このままどの属性でも魔術を放てる状態であることが実感できる。
しかし、術には変えず、そのまま励起状態を維持する。
脳裏に魔術円を構成する。六芒星の頂点を1つずつ活性化させ、属性から属性へと移動させる。
切り替えが早くなり、すべての属性が同時に光っているように見えてきた。
今度は2属性の組み合わせに移行する。虹の王の型である。48パターンの点滅が高速になり、またも全属性が同時に光を放つ。魔術円がひときわ明るく浮かび上がった。
「いろはにほへと ちりぬるを~」
魔力の素である太極玉が、魔術円の中心で大きさを増し、ぐるぐると回り始めた。
魔術円がまばゆいまでに光輝いたところで、ステファノは集中を解いた。
「ん~」
(属性はなかった。魔力とは初めから1つであり、1つのままだったんだ)
それは秩序であり、様相であった。
――――――――――
ここまで読んでいただいてありがとうございます。
◆次回「第303話 魔核は6つの属性の間で「振動」する。」
(「魔力」と呼ぶからそれが「力」であると誤解してしまうんだ)
太極玉はイデアのリンクを呼び出す核であって、魔術的現象を引き起こす「力」などではない。
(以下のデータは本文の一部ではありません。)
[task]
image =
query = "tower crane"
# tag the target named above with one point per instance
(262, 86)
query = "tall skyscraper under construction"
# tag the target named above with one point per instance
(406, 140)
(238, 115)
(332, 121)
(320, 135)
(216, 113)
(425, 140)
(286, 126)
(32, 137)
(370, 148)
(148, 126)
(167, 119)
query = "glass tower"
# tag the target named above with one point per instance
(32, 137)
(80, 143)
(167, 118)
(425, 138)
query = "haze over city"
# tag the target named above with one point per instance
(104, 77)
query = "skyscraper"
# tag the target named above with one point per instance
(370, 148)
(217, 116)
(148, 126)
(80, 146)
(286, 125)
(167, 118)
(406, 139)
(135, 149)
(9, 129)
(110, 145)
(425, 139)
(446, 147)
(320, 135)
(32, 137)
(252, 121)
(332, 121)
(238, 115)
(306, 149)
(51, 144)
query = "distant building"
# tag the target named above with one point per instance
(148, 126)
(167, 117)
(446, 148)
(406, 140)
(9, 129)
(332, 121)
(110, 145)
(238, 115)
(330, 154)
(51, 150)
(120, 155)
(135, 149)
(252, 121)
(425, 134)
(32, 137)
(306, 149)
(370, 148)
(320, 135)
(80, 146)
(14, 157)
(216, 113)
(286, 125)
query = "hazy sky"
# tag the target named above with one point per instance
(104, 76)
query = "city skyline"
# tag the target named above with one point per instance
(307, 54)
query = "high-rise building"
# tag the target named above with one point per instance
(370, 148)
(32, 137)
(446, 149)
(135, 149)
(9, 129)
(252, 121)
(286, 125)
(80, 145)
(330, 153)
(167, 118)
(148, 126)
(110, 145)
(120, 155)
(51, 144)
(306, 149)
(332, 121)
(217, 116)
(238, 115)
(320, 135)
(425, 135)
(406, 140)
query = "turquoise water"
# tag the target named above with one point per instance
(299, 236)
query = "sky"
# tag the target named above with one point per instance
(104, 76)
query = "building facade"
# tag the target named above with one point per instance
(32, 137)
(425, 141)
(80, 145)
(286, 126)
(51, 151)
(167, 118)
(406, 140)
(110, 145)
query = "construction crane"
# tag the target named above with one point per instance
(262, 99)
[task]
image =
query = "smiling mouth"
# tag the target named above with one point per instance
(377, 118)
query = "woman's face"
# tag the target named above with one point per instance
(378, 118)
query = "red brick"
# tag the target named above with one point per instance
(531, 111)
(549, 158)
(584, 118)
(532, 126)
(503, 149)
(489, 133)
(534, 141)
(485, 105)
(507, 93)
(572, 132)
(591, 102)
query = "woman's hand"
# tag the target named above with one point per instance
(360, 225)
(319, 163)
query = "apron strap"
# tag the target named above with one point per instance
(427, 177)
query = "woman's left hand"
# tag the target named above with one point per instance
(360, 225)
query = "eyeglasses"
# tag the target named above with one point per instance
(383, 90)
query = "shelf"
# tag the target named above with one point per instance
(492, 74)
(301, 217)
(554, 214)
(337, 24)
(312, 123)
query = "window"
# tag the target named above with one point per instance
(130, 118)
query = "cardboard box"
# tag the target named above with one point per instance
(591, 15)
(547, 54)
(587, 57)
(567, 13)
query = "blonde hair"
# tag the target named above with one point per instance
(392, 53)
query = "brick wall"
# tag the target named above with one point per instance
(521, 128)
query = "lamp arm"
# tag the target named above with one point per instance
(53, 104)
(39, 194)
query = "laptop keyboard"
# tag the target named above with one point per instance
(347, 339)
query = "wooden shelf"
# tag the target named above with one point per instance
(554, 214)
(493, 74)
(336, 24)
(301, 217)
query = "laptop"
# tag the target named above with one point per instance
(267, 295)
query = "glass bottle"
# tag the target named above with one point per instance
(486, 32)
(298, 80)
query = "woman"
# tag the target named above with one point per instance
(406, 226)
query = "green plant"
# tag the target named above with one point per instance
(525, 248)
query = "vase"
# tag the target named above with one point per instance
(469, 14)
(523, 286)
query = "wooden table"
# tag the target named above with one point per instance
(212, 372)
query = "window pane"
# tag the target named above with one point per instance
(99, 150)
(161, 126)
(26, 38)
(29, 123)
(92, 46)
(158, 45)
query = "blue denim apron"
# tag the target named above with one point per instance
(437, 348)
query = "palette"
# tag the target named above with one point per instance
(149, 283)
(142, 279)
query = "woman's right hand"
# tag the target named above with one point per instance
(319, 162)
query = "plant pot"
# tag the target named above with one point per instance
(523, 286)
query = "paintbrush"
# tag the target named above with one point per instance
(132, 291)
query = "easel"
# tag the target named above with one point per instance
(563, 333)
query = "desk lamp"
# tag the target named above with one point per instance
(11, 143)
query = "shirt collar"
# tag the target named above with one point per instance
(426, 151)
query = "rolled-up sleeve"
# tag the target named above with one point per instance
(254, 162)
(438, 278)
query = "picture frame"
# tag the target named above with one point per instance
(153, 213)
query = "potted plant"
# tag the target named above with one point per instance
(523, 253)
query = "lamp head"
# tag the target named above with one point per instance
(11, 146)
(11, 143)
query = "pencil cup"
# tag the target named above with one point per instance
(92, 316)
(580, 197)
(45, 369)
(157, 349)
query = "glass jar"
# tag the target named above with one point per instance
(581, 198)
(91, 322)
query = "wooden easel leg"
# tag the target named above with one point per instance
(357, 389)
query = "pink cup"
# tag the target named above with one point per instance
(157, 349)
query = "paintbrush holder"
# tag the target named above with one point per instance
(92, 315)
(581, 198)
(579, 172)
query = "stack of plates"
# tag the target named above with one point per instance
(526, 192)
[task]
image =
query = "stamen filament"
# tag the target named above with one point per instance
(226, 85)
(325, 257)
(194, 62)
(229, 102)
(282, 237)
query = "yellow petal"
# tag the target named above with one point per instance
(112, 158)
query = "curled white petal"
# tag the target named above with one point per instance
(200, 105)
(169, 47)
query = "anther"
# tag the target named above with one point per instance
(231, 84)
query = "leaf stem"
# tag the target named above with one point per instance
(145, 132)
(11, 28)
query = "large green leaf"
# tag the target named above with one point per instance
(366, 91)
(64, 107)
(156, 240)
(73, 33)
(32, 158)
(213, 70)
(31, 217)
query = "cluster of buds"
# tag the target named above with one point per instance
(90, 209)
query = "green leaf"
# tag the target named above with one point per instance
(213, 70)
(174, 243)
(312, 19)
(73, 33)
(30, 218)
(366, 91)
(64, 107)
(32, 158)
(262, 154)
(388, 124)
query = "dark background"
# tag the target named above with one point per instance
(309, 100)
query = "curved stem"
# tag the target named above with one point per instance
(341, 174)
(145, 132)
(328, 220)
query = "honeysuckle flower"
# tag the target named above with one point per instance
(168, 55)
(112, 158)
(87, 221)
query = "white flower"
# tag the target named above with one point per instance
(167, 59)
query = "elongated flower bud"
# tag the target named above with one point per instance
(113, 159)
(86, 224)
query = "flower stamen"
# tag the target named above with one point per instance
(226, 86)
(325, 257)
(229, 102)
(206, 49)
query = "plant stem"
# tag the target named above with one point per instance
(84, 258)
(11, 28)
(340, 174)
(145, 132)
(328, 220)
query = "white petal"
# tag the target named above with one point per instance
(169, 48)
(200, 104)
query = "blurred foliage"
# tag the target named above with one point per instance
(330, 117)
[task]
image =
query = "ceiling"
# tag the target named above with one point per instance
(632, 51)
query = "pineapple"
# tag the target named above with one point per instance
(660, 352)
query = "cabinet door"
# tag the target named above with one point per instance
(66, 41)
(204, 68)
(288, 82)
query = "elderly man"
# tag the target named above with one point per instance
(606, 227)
どこか他所で起きるはずだった事象を借りて来て、世界的にはエネルギーの総量を一定に保つのだ。
(俺はこれを「魔核」と呼ぼう。魔核は6つの属性の間で「振動」する)
6つの属性は6つの「極」でもある。6極の間での魔核の振動こそ魔術的現象の本質であった。
(魔核が極相を変えて振動することによって、その性質が変わり、呼応する因力を呼び出すんだ)
……
◆お楽しみに。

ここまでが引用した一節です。